Since the introduction of the Deregulation Act 2015 the process of registering and returning a tenancy deposit has been made simpler for most landlords. There are still some situations though where it is very complex and the Deregulation Act changes have actually made that worse.
In general, deposits should be protected within 30 days of receipt and the landlord should supply the tenant with any prescribed information within the same 30 days. Penalties will apply to those landlords that fail to register or supply the prescribed information within the 30 days.
For new tenancies, landlords that fail to register or supply the prescribed information within 30 days will be liable to pay the tenant between 1 and 3 times the deposit in addition to the return of the deposit itself. The claim for between 1 and 3 times the deposit can be made by the tenant for up to 6 years but it is unclear whether the 6 years begins from the date the deposit should have been registered or the end of the tenancy.
It is almost impossible to remedy the situation so that the landlord is no longer liable for the financial penalties where they have made a mistake. However, acting promptly to either return the deposit or attempt to register it is a factor the courts will consider when deciding what amount to award the tenant. Tenants and those acting on their behalf habitually claim for 3 times the deposit amount plus the return of the deposit in full. But in fact, very few courts will award the maximum penalty.

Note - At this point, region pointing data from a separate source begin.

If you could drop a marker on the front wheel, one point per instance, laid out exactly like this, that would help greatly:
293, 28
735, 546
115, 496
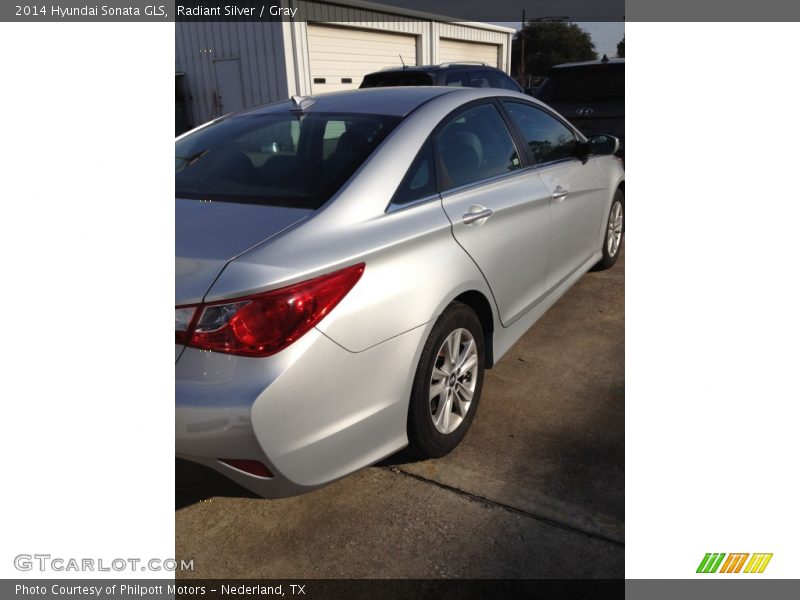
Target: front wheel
615, 233
447, 384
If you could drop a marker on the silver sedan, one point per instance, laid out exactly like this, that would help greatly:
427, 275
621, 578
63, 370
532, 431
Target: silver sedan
348, 265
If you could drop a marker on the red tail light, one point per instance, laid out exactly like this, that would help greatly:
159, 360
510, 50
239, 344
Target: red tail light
264, 324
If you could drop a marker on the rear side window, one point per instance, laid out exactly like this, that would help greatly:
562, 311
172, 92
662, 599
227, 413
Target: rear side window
394, 78
475, 145
548, 139
420, 181
277, 159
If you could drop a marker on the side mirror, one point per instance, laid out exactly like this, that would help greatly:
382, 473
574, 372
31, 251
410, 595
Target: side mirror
603, 145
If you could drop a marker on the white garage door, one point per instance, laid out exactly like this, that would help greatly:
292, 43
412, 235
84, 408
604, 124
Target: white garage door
340, 56
455, 50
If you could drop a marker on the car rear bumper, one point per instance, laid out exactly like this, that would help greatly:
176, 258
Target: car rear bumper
311, 414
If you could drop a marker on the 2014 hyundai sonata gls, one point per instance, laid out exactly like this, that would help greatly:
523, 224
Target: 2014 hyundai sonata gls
348, 265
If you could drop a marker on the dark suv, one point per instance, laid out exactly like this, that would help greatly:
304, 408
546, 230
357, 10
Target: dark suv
450, 74
590, 94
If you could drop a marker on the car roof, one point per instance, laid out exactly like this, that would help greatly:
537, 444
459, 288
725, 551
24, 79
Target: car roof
589, 63
390, 101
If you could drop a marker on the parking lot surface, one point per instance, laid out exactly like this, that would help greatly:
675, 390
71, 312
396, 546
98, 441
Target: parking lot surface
535, 490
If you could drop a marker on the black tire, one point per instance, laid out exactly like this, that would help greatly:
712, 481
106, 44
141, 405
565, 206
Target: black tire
609, 257
424, 438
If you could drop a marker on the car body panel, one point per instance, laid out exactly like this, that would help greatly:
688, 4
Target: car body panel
209, 234
514, 239
591, 113
336, 399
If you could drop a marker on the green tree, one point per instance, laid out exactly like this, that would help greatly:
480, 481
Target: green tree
550, 43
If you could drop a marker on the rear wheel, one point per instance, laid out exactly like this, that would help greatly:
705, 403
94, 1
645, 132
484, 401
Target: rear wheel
615, 233
448, 382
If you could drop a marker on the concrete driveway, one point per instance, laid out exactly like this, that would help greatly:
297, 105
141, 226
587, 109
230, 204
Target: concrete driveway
536, 489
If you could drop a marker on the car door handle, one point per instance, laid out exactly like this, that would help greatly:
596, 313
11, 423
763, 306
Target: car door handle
477, 214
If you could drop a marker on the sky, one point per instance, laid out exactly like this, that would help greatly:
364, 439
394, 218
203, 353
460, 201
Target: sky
604, 35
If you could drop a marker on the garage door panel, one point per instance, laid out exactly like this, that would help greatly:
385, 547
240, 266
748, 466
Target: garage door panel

If a deposit was taken pre 6th April 2007 and the tenancy became periodic pre 6th April 2007 without any further fixed term being granted then landlords are not liable for any financial penalties where the deposit remains unregistered. However, where a landlord then wishes to serve a Section 21 for the periodic tenancy they will need to register the deposit and provide the prescribed information in the normal way for the notice to be valid. We appreciate this will be a fairly small number of tenancies but there are still some around.
Any section 21 notice served during the period that the deposit is not registered, or the correct prescribed information is not provided is also invalid. A valid section 21 notice can only be served once the deposit has been returned to the tenant, deductions from the deposit agreed with the tenant, or the tenant has sued the landlord for failing to comply with the deposit rules.
Where the deposit has been registered but the landlord omits to serve the prescribed information the rules vary a little. A valid section 21 notice can be served once the prescribed information has been provided even where that is after the 30 days. If the prescribed information is served after the 30 days, then the tenant can still make a financial penalty claim for 1 and 3 times the deposit.
It is also important to note that Mydeposits appears to make the provision of the Prescribed Information an initial requirement as defined in the Housing Act 2004. This means that where a landlord or agent have failed to provide the Prescribed Information within the time limit of 30 days they can only serve a valid Section 21 after they have returned the deposit to the tenant.
The process of when landlords or agents should have registered deposits and provided the prescribed information is still quite complex especially for those tenancies that commenced prior to the Deregulation Act.